Однако дальнейшие соображения показывают, что не нам одним приходится нести ответственность за подобную смелость. Без допущения наличия массовой психики, без признания непрерывности в чувственной жизни людей, дающей возможность не обращать внимания на прерываемость душевных актов вследствие гибели индивидуумов, психология народов вообще не могла бы существовать как наука. Если бы психические процессы одного поколения не находили своего продолжения в других, если бы каждое поколение должно было заново приобретать направленность в жизни, то в этой области не было бы никакого, почти никакого развития. Отсюда возникают два новых вопроса – насколько можно доверять психической беспрерывности в пределах смены поколений и какими средствами и способами пользуется каждое поколение, чтобы передать свое психическое состояние последующему? Не стану утверждать, что все эти вопросы достаточно выяснены, что простая устная передача традиции, о которой прежде всего думают, здесь может помочь. В целом психология народов пока мало задумывается над тем, каким образом создается необходимая непрерывность душевной жизни сменяющих друг друга поколений. Отчасти, по-видимому, все происходит благодаря наследованию психических предрасположенностей, но те все-таки нуждаются в известных побуждениях индивидуальной жизни для того, чтобы проснуться к полной действительности. В этом, наверное, и заключается смысл слов поэта:
Еще сильнее затруднило бы понимание признание того факта, что бывают душевные движения, столь бесследно подавляемые, что они не оставляют никаких остаточных следов. По счастью, таковых движений на самом деле нет. Даже самое сильное подавление оставляет после себя искаженные замещающие душевные движения и проистекающие из них реакции. Значит, мы можем допустить, что ни одно поколение не в состоянии скрыть от последующих своих более или менее значительных душевных процессов. Психоанализ доказал, что каждый человек в своей бессознательной душевной деятельности располагает аппаратом, который позволяет истолковывать реакции других людей, то есть устранять искажения, каковые другой человек совершает при выражении своих чувств. Бессознательное усвоение и понимание обычаев, ритуалов и установлений, в которых отразилось первоначальное отношение к праотцу, могло этим путем обеспечить более поздним поколениям преемственность указанных чувств.

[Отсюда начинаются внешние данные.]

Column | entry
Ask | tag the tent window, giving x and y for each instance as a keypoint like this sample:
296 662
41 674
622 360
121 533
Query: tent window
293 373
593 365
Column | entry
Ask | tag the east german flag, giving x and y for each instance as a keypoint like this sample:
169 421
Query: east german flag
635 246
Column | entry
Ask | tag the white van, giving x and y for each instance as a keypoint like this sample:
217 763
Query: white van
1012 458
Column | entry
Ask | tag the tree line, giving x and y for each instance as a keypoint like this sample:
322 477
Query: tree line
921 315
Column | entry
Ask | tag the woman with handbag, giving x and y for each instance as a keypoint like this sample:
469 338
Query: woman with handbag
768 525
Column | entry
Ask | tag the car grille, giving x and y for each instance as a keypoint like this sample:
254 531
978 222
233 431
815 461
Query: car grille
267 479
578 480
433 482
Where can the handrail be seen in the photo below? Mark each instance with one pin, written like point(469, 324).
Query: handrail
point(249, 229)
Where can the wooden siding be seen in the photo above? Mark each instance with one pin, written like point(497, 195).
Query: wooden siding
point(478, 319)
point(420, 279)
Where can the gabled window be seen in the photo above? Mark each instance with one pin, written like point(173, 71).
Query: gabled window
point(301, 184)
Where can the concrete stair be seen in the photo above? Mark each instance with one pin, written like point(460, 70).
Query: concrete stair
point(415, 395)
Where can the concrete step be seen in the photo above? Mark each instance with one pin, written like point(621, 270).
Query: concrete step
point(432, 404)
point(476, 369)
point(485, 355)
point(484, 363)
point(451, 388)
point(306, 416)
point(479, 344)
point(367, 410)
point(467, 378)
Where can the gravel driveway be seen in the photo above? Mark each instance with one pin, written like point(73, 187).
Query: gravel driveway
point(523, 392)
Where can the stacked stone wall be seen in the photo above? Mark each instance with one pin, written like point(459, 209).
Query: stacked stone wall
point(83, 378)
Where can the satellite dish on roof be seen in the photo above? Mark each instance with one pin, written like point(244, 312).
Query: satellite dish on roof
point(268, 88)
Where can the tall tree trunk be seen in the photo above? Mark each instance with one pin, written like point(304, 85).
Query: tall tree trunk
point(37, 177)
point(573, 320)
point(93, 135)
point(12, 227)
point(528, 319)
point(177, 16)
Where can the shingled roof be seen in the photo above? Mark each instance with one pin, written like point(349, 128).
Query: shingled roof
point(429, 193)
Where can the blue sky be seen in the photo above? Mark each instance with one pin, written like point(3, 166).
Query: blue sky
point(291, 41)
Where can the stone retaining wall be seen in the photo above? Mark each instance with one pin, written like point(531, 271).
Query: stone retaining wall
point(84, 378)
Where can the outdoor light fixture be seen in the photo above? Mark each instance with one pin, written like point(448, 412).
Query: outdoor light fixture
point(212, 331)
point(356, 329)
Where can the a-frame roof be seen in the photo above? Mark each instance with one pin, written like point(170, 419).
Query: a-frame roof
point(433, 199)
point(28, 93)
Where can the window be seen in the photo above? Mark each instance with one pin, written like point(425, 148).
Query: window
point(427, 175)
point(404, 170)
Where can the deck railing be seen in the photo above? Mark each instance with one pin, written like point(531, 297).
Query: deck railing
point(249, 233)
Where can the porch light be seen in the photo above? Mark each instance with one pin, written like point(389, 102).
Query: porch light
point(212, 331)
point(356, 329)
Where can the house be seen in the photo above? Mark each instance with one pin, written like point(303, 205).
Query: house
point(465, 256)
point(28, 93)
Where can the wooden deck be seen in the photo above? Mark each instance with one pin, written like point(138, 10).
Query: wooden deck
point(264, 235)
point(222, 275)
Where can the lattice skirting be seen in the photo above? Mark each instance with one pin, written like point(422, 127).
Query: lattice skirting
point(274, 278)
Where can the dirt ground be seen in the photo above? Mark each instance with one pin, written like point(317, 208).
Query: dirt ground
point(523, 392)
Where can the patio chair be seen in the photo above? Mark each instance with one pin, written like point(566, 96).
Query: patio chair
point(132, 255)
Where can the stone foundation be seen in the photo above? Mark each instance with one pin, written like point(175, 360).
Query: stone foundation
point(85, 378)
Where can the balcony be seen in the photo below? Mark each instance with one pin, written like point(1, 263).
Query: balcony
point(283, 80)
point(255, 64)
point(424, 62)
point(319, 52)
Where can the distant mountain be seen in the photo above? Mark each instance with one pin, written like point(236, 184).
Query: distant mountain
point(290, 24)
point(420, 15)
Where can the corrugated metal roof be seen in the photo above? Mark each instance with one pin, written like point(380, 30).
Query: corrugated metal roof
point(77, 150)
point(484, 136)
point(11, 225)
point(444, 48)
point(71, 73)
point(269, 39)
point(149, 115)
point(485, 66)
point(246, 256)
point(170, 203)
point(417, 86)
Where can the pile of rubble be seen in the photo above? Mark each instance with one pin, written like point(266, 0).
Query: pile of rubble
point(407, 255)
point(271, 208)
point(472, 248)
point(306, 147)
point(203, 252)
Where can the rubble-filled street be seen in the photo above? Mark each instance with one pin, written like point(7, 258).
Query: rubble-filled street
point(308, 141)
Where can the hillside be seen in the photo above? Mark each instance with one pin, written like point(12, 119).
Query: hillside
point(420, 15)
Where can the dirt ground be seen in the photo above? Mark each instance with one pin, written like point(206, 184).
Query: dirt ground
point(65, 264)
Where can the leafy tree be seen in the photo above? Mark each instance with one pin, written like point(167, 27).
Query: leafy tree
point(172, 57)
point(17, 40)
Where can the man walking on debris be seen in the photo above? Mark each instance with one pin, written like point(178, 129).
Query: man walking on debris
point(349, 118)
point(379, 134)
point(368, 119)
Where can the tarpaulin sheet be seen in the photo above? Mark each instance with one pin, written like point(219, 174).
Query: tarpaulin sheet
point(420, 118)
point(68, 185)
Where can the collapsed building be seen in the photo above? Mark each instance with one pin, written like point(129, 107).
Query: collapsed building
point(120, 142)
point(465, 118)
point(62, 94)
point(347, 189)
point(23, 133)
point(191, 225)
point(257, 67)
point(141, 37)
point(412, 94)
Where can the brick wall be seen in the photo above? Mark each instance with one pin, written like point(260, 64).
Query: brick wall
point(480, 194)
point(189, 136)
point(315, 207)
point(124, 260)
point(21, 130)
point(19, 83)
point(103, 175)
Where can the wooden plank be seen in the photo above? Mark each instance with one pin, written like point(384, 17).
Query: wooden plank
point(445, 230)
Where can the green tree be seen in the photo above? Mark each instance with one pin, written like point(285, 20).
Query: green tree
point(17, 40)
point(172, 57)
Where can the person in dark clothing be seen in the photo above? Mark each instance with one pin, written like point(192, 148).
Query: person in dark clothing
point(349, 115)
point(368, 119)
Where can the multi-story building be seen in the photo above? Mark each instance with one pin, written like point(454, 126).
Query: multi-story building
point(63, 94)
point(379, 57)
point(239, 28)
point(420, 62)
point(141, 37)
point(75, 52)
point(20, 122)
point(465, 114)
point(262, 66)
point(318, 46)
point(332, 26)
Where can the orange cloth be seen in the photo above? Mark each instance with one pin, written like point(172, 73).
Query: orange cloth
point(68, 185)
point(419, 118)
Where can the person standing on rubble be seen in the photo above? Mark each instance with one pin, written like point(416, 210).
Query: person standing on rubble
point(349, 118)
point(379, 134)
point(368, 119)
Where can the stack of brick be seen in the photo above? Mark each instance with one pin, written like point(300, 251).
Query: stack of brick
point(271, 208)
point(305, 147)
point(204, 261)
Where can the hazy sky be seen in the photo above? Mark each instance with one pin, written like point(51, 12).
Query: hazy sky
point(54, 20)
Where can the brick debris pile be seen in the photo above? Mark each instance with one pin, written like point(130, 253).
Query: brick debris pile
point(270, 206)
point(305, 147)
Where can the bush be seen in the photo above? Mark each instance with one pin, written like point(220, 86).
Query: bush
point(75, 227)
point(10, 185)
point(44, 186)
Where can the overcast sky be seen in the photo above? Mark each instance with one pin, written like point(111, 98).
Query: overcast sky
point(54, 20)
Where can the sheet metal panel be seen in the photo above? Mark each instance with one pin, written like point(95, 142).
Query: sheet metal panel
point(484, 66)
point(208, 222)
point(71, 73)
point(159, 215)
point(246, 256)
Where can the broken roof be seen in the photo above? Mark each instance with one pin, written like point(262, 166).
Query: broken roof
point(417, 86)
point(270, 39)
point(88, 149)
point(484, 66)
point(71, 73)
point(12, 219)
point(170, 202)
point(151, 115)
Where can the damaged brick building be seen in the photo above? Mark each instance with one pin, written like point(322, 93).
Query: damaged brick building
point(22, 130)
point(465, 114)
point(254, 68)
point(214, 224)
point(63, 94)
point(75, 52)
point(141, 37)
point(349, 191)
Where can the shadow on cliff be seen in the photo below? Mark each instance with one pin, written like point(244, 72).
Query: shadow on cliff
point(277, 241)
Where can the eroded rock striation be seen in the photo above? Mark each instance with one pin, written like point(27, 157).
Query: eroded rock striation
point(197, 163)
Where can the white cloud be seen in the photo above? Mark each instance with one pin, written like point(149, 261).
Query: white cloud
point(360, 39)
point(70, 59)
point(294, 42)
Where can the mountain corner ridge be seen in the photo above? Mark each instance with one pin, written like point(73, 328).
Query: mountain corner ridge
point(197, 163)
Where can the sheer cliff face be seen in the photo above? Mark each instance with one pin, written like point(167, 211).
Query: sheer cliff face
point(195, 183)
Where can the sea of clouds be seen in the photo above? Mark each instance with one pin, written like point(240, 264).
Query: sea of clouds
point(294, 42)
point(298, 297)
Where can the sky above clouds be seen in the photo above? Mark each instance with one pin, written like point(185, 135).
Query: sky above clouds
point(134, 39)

Другое сомнение могло бы возникнуть как раз со стороны тех, кто придерживается аналитического образа мыслей. Первые предписания морали и нравственные ограничения первобытного общества мы рассматриваем как реакцию на деяния, давшие зачинщикам само понятие о преступлении. Они раскаялись в этих деяниях и решили, что те не должны больше повторяться, что эти поступки впредь не принесут никакой пользы. Такое творческое осознание вины не заглохло среди нас до сих пор. Мы находим его у невротиков – в качестве асоциальной меры, творящей новые предписания морали и возводящей непрерывные ограничения; мы видим в нем раскаяние в совершенных преступлениях и предосторожность против тех дел, которые предстоит совершить[272]. Но если нам вздумается искать у этих невротиков поступки, обусловившие такие реакции, то нас ожидает разочарование. Нет никаких поступков, есть лишь порывы, движения чувств, стремящихся ко злу, и воплощения этих порывов сдерживаются. Осознание вины невротиками опирается исключительно на психическую, а не на фактическую реальность. Невроз вообще характеризуется тем, что ставит психическую реальность выше фактической, реагирует на мысли столь же серьезно, как нормальные люди реагируют на действительность.